Already, the Evening Times has signed up Strathclyde Fire and Rescue to adopt 11 streets, as part of its Streets Ahead campaign launched this week.
Says a statement issued by the paper: “Working with key partners Glasgow City Council, Glasgow Housing Association, Strathclyde Fire and Rescue and the City Charitable Trust the campaign aims to create community gardens, organise clean-ups, provide window boxes, tackle safety issues, arrange snow clearing for the vulnerable and much, much more.”
It is hoped other organisations, including local businesses, will become as proactive as Strathclyde Fire and Rescue in adopting streets.
Says editor, Tony Carlin: “We want to do all we can to improve our great city. All the partners believe that one good citizen can make a positive difference to their own street and community …that one good citizen on every street can change an entire city for the better. And the partners are putting their money, their staff, their resources and their expertise behind it.
“On the first day of launch we had our first application for help from a group wanting to create a community garden in the East End. This is exactly the type of project we aim to support to the hilt.”
The statement quotes, Willie Haughey, founder of the City Charitable Trust, as saying: “How much better will residents feel about themselves and their areas when, instead of looking out at an eyesore gap site, they see a community garden which they helped put together.”

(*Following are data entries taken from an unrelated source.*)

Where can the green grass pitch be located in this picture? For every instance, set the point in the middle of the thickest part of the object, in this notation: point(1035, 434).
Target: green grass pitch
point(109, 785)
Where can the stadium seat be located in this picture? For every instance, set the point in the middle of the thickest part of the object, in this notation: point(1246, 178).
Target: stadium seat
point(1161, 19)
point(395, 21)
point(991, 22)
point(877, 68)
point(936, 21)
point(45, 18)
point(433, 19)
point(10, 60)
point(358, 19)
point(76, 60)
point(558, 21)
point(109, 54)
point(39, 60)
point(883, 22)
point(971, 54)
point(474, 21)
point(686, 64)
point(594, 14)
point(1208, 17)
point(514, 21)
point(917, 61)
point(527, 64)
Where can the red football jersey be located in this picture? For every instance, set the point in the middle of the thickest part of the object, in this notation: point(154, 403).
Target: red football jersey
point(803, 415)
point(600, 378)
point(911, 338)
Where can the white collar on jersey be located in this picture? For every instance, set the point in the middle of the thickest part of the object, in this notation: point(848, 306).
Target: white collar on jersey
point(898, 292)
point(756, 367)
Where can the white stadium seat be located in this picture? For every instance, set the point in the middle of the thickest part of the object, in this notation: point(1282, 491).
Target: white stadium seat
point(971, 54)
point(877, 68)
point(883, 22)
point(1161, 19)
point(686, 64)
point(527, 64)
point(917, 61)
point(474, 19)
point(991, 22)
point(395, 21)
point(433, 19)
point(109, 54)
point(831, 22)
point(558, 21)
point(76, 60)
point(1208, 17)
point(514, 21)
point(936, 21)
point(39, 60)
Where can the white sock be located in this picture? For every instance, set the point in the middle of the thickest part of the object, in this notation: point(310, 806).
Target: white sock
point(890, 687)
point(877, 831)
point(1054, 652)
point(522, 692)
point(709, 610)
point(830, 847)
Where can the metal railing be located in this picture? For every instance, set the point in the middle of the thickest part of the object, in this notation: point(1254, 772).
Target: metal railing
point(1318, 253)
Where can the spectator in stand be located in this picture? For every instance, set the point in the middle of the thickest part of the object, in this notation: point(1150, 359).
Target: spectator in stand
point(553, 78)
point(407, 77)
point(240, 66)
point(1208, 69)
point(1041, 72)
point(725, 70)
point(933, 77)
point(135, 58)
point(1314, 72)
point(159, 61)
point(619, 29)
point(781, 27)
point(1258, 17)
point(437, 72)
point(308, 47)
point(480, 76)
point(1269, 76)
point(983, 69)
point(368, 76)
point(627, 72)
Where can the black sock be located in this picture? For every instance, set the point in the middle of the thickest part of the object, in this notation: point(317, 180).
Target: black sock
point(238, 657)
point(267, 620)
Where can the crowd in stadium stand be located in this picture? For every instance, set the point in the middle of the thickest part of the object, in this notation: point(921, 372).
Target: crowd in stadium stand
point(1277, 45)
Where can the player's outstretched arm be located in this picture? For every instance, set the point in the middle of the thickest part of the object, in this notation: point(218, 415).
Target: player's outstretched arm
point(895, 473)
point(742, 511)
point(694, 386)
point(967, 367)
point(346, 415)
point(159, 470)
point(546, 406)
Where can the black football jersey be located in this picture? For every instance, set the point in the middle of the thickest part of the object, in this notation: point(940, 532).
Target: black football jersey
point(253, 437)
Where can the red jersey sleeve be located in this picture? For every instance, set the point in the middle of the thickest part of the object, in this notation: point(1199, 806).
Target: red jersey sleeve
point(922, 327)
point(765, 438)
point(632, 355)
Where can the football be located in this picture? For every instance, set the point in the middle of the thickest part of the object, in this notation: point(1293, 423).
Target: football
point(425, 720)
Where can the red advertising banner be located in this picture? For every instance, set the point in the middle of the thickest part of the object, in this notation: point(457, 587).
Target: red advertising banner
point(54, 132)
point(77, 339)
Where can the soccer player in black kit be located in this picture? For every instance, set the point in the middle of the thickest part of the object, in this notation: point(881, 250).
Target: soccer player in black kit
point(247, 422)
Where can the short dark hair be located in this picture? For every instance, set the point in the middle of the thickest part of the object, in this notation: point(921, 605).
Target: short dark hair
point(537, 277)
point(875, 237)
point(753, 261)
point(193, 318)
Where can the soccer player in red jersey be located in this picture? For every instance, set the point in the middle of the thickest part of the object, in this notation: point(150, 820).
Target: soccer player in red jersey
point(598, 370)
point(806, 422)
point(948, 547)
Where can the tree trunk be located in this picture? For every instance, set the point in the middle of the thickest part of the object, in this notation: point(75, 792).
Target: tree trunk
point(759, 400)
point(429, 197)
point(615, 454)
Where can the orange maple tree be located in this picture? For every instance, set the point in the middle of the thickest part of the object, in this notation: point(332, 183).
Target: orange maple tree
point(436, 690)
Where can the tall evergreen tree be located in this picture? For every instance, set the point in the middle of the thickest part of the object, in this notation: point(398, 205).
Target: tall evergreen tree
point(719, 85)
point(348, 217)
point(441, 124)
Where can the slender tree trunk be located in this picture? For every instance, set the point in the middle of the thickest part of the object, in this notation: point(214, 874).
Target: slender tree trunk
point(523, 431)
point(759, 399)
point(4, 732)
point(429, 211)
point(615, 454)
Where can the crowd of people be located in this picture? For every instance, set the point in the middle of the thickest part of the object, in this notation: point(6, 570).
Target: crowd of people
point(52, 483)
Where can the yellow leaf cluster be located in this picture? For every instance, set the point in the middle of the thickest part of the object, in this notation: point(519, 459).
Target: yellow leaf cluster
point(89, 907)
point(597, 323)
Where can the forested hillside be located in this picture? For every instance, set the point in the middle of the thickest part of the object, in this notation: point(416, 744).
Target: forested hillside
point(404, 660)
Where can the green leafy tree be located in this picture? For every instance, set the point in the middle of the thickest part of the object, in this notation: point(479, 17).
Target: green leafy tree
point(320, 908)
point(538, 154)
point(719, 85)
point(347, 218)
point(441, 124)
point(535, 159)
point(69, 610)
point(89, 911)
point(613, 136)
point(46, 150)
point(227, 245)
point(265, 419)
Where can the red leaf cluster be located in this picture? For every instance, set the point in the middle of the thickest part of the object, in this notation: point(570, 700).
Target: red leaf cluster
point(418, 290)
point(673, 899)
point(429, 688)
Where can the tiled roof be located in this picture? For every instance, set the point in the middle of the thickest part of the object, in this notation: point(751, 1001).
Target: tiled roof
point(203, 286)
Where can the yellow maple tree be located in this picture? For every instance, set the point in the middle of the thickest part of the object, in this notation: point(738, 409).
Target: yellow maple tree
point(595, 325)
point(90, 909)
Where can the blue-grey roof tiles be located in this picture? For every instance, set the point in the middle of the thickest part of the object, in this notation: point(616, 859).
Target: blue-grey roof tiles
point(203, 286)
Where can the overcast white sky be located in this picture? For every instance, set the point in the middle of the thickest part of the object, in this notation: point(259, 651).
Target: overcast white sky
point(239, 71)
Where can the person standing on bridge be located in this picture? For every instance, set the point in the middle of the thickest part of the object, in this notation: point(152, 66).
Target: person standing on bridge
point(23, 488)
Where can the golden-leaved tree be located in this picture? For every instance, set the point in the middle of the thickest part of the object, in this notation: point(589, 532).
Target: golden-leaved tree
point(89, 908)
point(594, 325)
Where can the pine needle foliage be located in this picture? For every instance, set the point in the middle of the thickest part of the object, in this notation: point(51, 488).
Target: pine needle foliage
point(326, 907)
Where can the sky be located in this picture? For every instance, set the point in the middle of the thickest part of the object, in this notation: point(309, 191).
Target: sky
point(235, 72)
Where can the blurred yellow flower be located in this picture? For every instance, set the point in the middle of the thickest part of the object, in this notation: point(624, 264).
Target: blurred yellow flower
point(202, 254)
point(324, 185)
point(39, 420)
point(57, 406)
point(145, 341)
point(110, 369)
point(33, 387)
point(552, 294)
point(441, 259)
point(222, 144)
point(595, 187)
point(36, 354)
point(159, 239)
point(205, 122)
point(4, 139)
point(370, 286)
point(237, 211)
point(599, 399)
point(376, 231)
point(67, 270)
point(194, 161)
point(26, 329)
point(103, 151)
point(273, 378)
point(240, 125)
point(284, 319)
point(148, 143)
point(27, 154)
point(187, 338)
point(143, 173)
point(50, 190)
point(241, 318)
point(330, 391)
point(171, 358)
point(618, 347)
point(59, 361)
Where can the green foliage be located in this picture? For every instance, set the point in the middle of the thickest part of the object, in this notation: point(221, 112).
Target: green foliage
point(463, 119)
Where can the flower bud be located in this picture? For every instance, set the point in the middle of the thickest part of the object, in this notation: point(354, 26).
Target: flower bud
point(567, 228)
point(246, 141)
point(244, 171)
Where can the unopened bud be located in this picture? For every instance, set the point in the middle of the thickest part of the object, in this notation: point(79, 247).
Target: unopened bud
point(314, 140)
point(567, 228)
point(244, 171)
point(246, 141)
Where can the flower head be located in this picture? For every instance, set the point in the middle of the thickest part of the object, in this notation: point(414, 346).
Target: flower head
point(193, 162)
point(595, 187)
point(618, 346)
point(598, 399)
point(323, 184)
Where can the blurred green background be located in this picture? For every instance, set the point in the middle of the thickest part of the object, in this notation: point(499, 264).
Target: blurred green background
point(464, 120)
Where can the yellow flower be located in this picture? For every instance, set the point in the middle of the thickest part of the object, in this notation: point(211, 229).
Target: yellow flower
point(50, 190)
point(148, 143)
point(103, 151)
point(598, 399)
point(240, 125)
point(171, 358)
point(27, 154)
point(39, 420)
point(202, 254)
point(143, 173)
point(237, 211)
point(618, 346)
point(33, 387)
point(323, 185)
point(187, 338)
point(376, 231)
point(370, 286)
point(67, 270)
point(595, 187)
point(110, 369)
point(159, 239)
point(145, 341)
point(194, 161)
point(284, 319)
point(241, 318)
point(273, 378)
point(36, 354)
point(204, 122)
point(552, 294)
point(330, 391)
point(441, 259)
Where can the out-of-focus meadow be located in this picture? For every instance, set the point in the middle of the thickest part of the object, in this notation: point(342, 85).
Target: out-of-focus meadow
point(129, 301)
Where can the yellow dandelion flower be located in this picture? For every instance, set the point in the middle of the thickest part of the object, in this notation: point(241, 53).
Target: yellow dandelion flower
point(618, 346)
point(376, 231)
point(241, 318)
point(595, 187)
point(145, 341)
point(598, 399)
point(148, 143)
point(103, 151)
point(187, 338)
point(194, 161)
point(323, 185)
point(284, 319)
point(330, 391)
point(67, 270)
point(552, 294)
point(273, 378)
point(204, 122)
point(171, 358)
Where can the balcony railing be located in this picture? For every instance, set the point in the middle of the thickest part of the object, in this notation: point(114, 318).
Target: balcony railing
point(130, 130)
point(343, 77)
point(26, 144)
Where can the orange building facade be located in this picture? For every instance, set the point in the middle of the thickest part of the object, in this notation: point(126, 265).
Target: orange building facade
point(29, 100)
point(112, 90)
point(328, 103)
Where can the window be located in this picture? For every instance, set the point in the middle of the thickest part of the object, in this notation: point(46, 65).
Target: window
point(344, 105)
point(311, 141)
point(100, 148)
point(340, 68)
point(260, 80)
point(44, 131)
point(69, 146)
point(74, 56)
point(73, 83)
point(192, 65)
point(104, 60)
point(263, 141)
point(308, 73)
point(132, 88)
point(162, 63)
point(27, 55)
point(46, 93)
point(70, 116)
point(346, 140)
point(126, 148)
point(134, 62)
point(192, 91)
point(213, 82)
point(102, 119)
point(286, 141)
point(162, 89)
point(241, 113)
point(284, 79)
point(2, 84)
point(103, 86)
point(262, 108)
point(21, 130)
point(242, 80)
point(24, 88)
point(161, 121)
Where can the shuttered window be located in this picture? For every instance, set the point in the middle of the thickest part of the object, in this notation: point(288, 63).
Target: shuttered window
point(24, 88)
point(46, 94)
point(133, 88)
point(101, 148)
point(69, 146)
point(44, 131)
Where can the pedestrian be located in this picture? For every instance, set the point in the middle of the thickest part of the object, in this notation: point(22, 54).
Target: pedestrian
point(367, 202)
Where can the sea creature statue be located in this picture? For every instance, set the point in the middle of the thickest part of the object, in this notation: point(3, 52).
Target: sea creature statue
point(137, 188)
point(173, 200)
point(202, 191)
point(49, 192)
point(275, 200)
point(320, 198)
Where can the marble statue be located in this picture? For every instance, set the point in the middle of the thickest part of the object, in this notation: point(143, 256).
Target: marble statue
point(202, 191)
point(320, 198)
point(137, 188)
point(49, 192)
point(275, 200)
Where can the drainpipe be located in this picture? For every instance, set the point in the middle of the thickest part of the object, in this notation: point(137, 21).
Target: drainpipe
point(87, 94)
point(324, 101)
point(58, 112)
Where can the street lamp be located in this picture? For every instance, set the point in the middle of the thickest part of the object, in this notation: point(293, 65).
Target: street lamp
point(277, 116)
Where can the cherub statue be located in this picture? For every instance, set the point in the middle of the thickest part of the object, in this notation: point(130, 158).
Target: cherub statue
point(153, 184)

Carlin adds: “The way we want this to work is for the communities themselves to tell us what they need and for us to support them with services and resources to allow them to make it happen. What’s required for the West End might not be what’s wanted in the East End. What’s best in a street full of tenements won’t necessarily work in a street of homes with front and back gardens.
“One street might want a wall mural while another wants a garden, one might want graffiti removed or a clean-up organised while another may want window boxes or good neighbour projects for the vulnerable.
“We want our champions, who can be individuals or organisations, to tell us what they want and for them to let us help them meet their goal.”